I was fortunate enough to work in cybersecurity at Check Point in the early days. It was at the cutting edge of security, with some amazing technologies that were ahead of their time, some of which we had to ditch because people couldn’t really understand it. We had technology that would let you know who was connecting from where, from what device, which type of encryption that they had on that device. With that information, we were able to see when this person was connecting from their phone which doesn’t have strong encryption. Today, we see the significance of this solution, which the market was simply not ready for 15 years ago.

Then I joined Tufin Software Technology, which offers an automation platform for security solutions that tries to remove the human element from security devices. Today, when you hear about breaches, they tend to occur because of human error. When I was at Tufin, we tried to remove the human error aspects as much as we could by letting the customer define the corporate policy in a very simple, straightforward manner. And then, the systems would implement the security policy.

SD: What do you love about cybersecurity?

MW: What makes security so interesting is the way different people see and use the products. It’s good to be around people who are creating technology and trying to respond to everyone’s needs.

SD: Tell me about

MW: It all about keeping your personal data private. This software goes inside the network and finds locations where personal data has been stored.

Until very recently, we were quite free to share information internally, with little thought to the consequences of the proliferation of data. Today with regulations like GDPR and CCPA, companies are being held accountable for their use of personal data. comes in and looks at the network and connected systems in the organization to discover all the personal data and any copies of such data over all the different systems that are in use.

We help solve the problem of where the data and what is being done with it so that you can be compliant with all these new regulations.

SD: What makes unique?

MW: is unique in the space of data privacy. We’ve taken data interrogation techniques and network monitoring techniques and combined the two. This enables us to give an almost 100% accurate picture of all the data in the network. By combining those two techniques, we have the context between data in the database tables, unstructured data in network servers, and the visibility over how that data is copied, shared, and processed.

We may find partial information about a person in one database—first name, last name, and zip code—but that’s not quite unique enough to identify an individual. In another one of the databases, we’ll find an entry about that person, and will then be able to fill in the missing details: home address, phone number, credit card number, passport ID number. knows the information because we have found all the data relating to this person in possibly 50 to 100 different places. This person may invoke his “right to be forgotten” or his “right to erasure.” The organization must now remove all the information about that person if he’s legally entitled to that service.

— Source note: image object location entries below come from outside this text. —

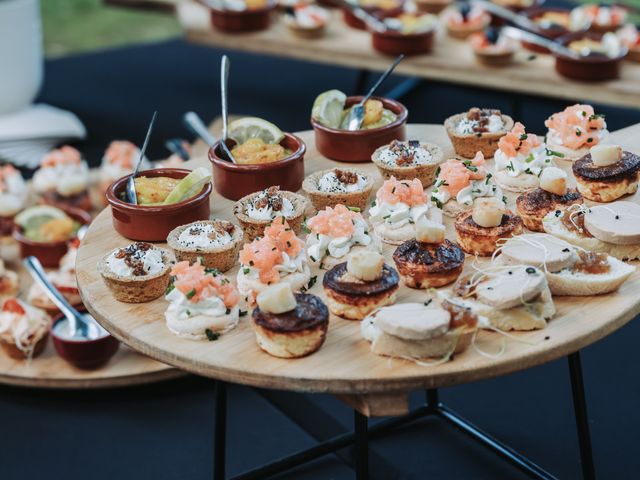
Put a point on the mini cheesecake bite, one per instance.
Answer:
(289, 325)
(399, 204)
(552, 194)
(607, 173)
(408, 160)
(361, 285)
(137, 273)
(336, 232)
(429, 260)
(203, 304)
(479, 230)
(214, 243)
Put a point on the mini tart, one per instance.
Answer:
(533, 205)
(351, 298)
(477, 240)
(255, 228)
(293, 334)
(223, 258)
(322, 200)
(428, 265)
(467, 145)
(606, 184)
(140, 289)
(425, 172)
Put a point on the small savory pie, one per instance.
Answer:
(257, 210)
(214, 243)
(399, 204)
(613, 229)
(64, 279)
(23, 329)
(513, 297)
(137, 273)
(63, 179)
(520, 159)
(607, 173)
(13, 197)
(552, 194)
(479, 230)
(574, 131)
(336, 232)
(408, 160)
(429, 261)
(203, 303)
(289, 325)
(278, 256)
(459, 183)
(570, 270)
(359, 286)
(414, 331)
(477, 130)
(348, 186)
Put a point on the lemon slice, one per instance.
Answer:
(328, 108)
(245, 128)
(35, 216)
(189, 186)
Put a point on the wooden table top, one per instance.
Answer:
(344, 365)
(451, 61)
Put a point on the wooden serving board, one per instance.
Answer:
(452, 60)
(345, 365)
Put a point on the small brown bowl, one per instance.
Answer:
(354, 22)
(550, 33)
(253, 20)
(84, 354)
(49, 253)
(595, 68)
(358, 146)
(153, 223)
(394, 43)
(234, 181)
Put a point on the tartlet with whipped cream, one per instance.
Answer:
(257, 210)
(477, 130)
(137, 273)
(335, 233)
(24, 329)
(347, 186)
(408, 160)
(203, 303)
(215, 243)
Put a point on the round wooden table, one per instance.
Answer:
(344, 365)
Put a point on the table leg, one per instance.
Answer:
(361, 426)
(582, 419)
(220, 434)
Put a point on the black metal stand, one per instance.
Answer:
(362, 434)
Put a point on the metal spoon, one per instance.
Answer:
(356, 115)
(224, 78)
(194, 123)
(81, 326)
(132, 197)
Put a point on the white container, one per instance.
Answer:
(21, 60)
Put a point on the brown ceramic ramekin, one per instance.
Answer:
(553, 32)
(234, 181)
(354, 22)
(84, 354)
(594, 68)
(394, 43)
(153, 223)
(252, 20)
(49, 253)
(358, 146)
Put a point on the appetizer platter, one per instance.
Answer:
(353, 302)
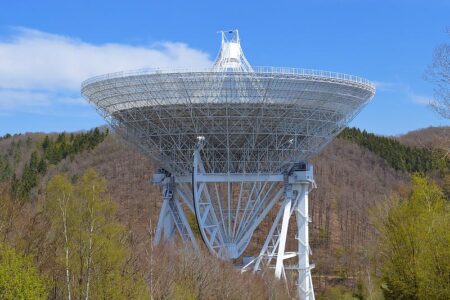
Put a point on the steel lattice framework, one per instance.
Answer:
(227, 137)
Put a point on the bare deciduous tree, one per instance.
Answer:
(438, 73)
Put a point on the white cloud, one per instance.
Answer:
(31, 59)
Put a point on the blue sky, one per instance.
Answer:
(48, 47)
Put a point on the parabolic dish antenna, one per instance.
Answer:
(233, 142)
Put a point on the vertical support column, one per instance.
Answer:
(283, 235)
(305, 290)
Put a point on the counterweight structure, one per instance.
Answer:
(233, 142)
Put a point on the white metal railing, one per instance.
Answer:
(261, 70)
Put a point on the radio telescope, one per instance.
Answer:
(232, 142)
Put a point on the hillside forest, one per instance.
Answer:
(78, 215)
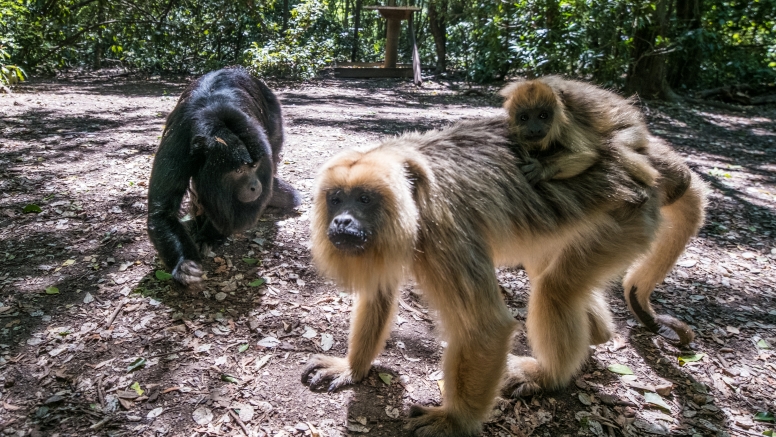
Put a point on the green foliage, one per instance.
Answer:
(9, 74)
(732, 41)
(302, 50)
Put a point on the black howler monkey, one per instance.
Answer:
(222, 142)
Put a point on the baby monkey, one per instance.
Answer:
(564, 125)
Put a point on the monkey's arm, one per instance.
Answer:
(169, 181)
(562, 165)
(369, 327)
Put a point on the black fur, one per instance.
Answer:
(224, 120)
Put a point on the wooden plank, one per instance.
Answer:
(373, 72)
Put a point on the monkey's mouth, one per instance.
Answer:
(350, 242)
(533, 138)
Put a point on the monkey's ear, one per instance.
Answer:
(421, 178)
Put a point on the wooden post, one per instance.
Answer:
(415, 57)
(357, 23)
(392, 42)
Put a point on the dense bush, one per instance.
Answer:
(704, 43)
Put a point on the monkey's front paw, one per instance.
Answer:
(437, 422)
(522, 377)
(533, 171)
(322, 368)
(188, 273)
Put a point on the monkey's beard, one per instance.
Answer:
(349, 242)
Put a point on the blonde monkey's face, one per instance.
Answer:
(352, 214)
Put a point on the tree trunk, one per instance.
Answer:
(98, 45)
(285, 15)
(437, 11)
(356, 24)
(685, 63)
(647, 70)
(347, 13)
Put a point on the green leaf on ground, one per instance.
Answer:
(163, 276)
(32, 208)
(229, 378)
(620, 369)
(386, 377)
(256, 283)
(692, 358)
(764, 416)
(137, 364)
(655, 399)
(136, 387)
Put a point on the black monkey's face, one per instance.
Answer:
(352, 216)
(534, 123)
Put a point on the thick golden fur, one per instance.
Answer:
(586, 119)
(454, 207)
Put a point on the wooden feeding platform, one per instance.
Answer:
(388, 68)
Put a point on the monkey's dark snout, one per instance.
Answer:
(346, 233)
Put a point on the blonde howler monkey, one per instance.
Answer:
(447, 207)
(565, 124)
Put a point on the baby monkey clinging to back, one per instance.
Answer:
(565, 123)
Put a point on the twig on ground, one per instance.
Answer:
(239, 422)
(116, 312)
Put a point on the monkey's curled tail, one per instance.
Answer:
(680, 221)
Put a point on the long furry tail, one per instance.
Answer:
(681, 220)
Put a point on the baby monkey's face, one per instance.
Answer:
(533, 124)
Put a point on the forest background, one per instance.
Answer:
(655, 48)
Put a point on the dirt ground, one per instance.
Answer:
(92, 342)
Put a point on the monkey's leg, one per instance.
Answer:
(369, 327)
(566, 312)
(600, 319)
(681, 220)
(478, 329)
(206, 236)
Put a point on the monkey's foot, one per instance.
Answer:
(188, 273)
(670, 328)
(336, 371)
(437, 422)
(522, 378)
(674, 330)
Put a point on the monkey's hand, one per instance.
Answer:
(438, 422)
(534, 171)
(188, 273)
(522, 377)
(335, 370)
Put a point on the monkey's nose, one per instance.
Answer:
(343, 220)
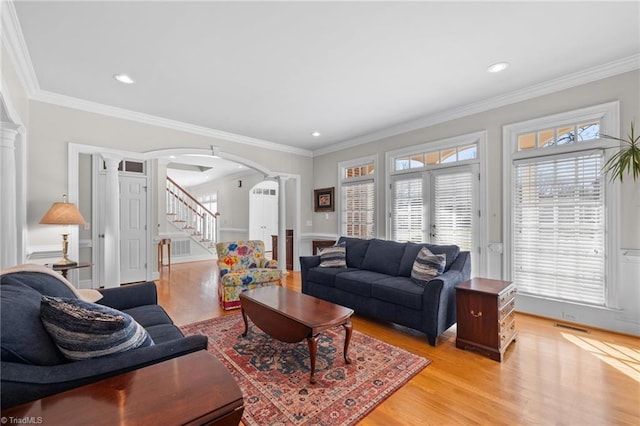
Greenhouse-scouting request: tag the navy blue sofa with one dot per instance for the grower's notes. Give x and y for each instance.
(377, 283)
(32, 367)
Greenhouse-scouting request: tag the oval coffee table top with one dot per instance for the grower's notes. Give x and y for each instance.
(305, 309)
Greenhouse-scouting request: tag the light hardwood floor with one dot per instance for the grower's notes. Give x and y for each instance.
(550, 375)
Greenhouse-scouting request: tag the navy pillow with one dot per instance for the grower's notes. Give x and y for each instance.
(84, 330)
(24, 338)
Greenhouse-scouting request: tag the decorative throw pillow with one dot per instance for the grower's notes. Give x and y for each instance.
(84, 330)
(427, 266)
(334, 256)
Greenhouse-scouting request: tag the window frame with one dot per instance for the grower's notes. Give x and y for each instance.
(343, 181)
(483, 251)
(608, 114)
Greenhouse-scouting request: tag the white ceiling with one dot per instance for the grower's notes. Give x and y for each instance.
(276, 71)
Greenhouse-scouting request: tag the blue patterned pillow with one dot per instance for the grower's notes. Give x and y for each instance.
(427, 266)
(84, 330)
(334, 256)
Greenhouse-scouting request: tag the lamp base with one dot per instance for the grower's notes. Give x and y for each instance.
(65, 261)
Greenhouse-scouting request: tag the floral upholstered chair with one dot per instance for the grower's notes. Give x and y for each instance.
(243, 267)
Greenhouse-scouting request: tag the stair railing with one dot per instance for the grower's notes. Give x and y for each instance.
(189, 214)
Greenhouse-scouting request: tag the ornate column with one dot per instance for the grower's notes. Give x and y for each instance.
(111, 259)
(8, 234)
(282, 224)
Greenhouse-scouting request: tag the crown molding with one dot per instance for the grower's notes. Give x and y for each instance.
(17, 48)
(599, 72)
(94, 107)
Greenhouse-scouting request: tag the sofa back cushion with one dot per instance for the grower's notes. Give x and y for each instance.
(23, 337)
(411, 252)
(383, 256)
(356, 248)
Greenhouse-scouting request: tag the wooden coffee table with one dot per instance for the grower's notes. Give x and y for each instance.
(290, 316)
(193, 389)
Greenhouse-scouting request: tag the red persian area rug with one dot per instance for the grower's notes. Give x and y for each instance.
(274, 376)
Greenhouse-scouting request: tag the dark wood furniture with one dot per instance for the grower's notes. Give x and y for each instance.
(288, 248)
(64, 269)
(194, 389)
(290, 316)
(486, 316)
(318, 244)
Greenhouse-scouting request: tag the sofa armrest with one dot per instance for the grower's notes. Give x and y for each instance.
(439, 297)
(22, 383)
(130, 295)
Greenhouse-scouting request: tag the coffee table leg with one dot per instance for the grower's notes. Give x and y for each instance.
(312, 341)
(348, 328)
(246, 324)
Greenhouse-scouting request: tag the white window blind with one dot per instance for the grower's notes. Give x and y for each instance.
(358, 209)
(559, 228)
(453, 209)
(407, 215)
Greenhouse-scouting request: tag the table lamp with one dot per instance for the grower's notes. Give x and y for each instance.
(63, 214)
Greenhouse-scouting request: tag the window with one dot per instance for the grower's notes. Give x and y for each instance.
(559, 228)
(435, 194)
(558, 241)
(357, 199)
(407, 212)
(432, 157)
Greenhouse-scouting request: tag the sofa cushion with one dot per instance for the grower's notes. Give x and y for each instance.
(358, 282)
(411, 252)
(356, 249)
(164, 332)
(427, 266)
(326, 276)
(399, 290)
(24, 338)
(148, 315)
(84, 330)
(334, 256)
(383, 256)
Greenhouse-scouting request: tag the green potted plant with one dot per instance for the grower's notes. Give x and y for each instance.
(627, 159)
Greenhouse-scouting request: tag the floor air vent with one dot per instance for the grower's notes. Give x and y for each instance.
(572, 327)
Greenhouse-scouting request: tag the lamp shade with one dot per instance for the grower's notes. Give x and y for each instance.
(63, 214)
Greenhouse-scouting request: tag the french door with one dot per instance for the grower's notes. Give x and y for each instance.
(439, 206)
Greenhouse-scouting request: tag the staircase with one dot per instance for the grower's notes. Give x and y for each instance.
(189, 215)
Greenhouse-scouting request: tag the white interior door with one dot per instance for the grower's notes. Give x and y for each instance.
(263, 213)
(133, 228)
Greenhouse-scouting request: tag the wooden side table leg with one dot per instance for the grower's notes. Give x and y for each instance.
(246, 324)
(348, 328)
(312, 341)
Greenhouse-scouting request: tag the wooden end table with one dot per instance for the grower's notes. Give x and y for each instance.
(485, 310)
(194, 389)
(290, 316)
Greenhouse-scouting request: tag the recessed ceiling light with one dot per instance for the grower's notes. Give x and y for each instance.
(497, 67)
(123, 78)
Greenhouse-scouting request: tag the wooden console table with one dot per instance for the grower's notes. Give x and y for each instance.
(486, 316)
(64, 270)
(194, 389)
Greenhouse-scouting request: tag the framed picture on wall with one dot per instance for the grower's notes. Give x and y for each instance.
(323, 200)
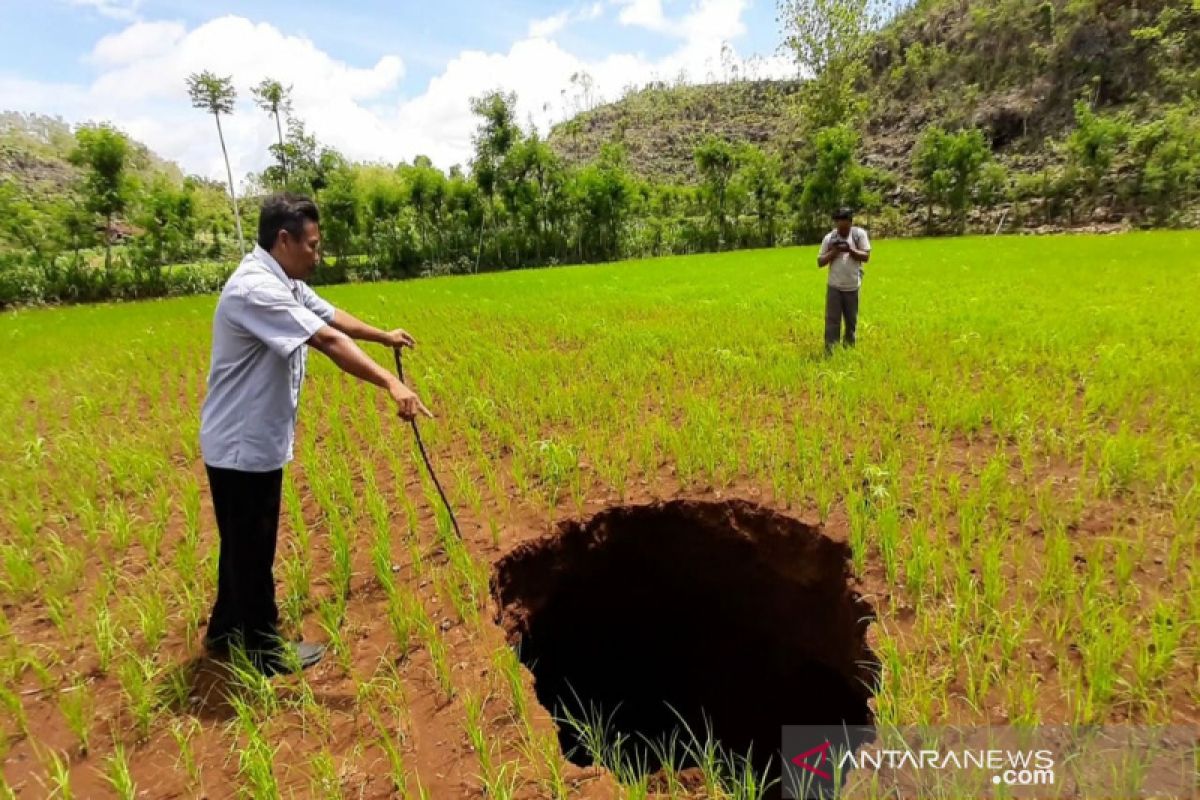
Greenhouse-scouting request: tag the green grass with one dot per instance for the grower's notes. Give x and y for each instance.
(1011, 451)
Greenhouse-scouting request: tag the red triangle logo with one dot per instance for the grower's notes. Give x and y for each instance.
(822, 752)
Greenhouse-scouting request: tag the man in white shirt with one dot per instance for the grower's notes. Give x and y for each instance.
(844, 251)
(264, 320)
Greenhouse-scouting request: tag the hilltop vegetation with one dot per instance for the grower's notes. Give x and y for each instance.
(952, 116)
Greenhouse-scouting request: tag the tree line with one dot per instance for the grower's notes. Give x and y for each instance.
(517, 203)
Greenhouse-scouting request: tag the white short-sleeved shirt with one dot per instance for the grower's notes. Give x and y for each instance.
(259, 353)
(846, 274)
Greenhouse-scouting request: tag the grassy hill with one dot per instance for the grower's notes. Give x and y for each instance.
(1013, 68)
(34, 151)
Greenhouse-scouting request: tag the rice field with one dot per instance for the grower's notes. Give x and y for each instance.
(1011, 455)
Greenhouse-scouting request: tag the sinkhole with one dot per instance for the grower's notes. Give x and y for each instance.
(725, 617)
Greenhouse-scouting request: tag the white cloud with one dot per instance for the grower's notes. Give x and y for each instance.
(643, 13)
(547, 26)
(141, 85)
(123, 10)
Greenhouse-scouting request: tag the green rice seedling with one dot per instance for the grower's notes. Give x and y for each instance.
(117, 774)
(856, 509)
(744, 782)
(390, 744)
(256, 765)
(120, 525)
(325, 781)
(330, 614)
(1158, 647)
(77, 705)
(431, 637)
(508, 663)
(183, 729)
(21, 577)
(381, 559)
(543, 749)
(151, 611)
(58, 776)
(401, 619)
(888, 533)
(341, 572)
(505, 783)
(477, 734)
(15, 709)
(105, 637)
(706, 753)
(297, 576)
(137, 677)
(417, 557)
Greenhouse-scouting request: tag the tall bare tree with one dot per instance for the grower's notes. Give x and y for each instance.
(216, 95)
(275, 98)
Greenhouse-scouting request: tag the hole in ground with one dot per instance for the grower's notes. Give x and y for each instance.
(694, 612)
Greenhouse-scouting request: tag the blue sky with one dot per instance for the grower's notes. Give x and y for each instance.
(383, 80)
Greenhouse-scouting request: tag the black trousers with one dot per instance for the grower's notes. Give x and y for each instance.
(840, 306)
(247, 510)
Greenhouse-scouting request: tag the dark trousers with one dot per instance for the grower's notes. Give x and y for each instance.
(840, 306)
(247, 510)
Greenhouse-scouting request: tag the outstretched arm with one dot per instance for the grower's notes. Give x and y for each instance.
(349, 358)
(357, 329)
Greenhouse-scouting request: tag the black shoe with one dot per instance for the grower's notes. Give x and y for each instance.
(295, 657)
(216, 647)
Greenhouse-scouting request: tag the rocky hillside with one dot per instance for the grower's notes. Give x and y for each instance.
(1012, 67)
(34, 155)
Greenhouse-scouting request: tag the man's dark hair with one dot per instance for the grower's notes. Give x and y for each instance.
(287, 212)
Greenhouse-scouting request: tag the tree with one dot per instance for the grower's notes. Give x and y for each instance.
(828, 40)
(216, 95)
(717, 162)
(493, 138)
(949, 167)
(1093, 144)
(103, 152)
(760, 174)
(167, 217)
(275, 98)
(834, 178)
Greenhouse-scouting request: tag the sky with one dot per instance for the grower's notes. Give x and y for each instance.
(381, 80)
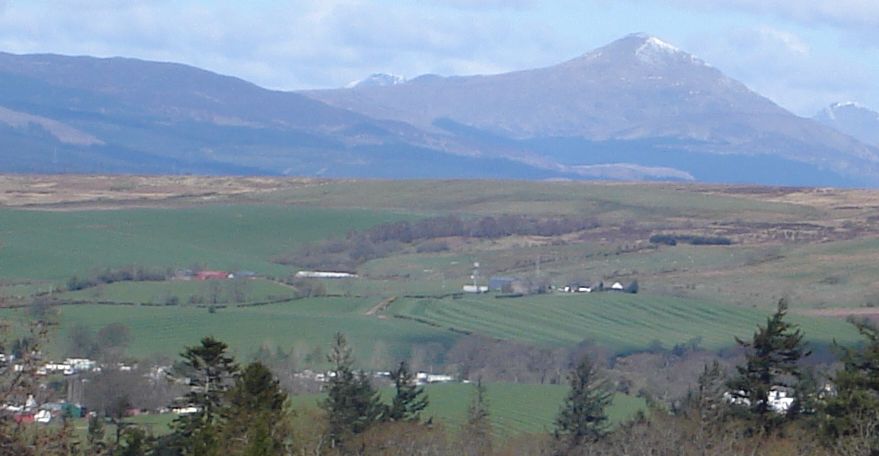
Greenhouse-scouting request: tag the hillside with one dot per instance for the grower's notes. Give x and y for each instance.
(636, 108)
(117, 115)
(852, 119)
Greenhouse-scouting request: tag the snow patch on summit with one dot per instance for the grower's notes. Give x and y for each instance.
(377, 80)
(655, 44)
(655, 50)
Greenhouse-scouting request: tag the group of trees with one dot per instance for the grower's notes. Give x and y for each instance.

SD: How do you see cybersecurity developing in the next few years?

MW: It’s always going to be reactive. There are people who find vulnerabilities and report them to the manufacturer (“gray hat hackers”), and there are also people who will exploit them for gain. For example, organized crime is so well-versed nowadays in technology they find new and innovative ways to use that technology for their gain. People who are looking for easy ways to take advantage will always stay one step ahead of the technology and because of that, it’s always going to be a reactive game.

Governments need to step up and educate us, the citizens, a lot more on security and online safety. If you think about five or ten years ago and even 20 years back, if we wanted to do something online, we would probably click the end-user license agreement. We would probably happily divulge our email address, home address, and phone number, without really giving it much thought. We didn’t really read terms and conditions because we didn’t care. We just wanted whatever it is that we signed up for, whether it was to shop online or to read some interesting article.

We gave information freely and today we’re paying the price.